NJ Transit does not impact her region. And, while she would prefer her members don’t get hit with a tax that doesn’t necessarily benefit them, she sees the big picture possibilities.
“I will never support any CBT increase extension of any kind,” she told ROI-NJ. “However, I do appreciate the balance of what the Senate president is trying to do here.
“New Jersey Transit is destroyed. He wants to bring more options down this way, and there’s no money to make that happen. As a chamber, we’ve always argued that tax increases, or, in this case, an extension, should always be an option of last resort. Let’s find ways to control costs and find savings in state government — we know they’re there. And, then, after we’ve done that, if we still need to raise taxes, then we consider it.
“The Senate president has done that with the Path to Progress. He’s identified millions upon millions of savings that could go to New Jersey Transit. He can’t get them supported. So, I’m completely unhappy to see that the business community is once again basically being tapped to bear this burden. But I do appreciate the sensitivity and the balance the Senate president’s trying to strike.”
Balance.
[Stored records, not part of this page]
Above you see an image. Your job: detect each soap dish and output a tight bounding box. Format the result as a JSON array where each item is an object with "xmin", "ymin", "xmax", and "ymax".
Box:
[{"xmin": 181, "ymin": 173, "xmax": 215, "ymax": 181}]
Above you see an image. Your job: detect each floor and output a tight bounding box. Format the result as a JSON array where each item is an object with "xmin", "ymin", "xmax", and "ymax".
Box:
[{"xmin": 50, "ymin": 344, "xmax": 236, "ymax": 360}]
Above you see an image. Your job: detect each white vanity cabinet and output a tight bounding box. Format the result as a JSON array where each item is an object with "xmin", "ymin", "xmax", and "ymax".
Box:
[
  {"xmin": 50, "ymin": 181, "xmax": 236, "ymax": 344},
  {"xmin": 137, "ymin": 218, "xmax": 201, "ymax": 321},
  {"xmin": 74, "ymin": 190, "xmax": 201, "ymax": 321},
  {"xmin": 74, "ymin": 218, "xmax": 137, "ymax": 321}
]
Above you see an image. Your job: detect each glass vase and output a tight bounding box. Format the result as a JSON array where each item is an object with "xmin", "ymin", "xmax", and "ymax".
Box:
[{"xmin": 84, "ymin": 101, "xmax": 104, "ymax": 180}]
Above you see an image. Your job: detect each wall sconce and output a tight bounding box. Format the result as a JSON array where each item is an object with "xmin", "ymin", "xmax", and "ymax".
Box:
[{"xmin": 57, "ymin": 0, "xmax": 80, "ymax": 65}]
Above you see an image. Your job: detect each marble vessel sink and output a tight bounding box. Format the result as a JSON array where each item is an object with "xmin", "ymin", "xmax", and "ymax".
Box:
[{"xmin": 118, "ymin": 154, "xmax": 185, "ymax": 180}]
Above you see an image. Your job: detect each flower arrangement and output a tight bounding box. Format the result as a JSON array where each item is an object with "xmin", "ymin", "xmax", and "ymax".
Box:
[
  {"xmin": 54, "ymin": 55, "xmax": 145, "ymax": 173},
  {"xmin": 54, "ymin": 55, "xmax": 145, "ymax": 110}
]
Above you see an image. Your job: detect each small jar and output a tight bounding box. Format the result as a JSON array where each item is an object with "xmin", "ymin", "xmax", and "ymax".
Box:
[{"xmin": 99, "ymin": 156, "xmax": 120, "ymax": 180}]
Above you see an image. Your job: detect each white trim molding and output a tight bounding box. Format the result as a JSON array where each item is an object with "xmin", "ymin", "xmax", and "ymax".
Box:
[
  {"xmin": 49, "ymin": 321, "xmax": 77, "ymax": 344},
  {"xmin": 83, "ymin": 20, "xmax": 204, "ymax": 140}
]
Finding it is tough this time of year, Siekerka said.
“It’s New Jersey and it’s budget time, and our policymakers still are not seeing eye to eye on many issues,” she said.
But Siekerka isn’t giving up hope — especially when it comes to the Path to Progress.
“We know that the way to get things done in Trenton is to have multiple opportunities,” she told ROI-NJ. “That’s how we negotiate. And we can only hope that the Path to Progress is something that is a priority for everybody. We’ve advocated, we’ve advanced a lot of the pieces of the Path to Progress. We don’t agree 100% with it, but we agree with most of it.
“These are the reforms we need now. That’s what BIA has been calling for this budget session. Let’s talk reform, not new taxes. We’d like to see the big plan. We’d like to talk to the Senate president, we’d like to talk to the governor and say, ‘If you’re going to talk about, you know, setting aside funding and designated sources, what does that mean in the comprehensive plan of how that leads toward reform?’”
Bracken said anything would be better than what was proposed. Anything except taking this issue to the voters.
“If you put it on the ballot: ‘Would you mind having the business community pay 1% in taxes to make New Jersey Transit healthy?’ They’ll get 100%,” he said. “That’s a joke, right?”
A few days before the budget address, no one is really sure.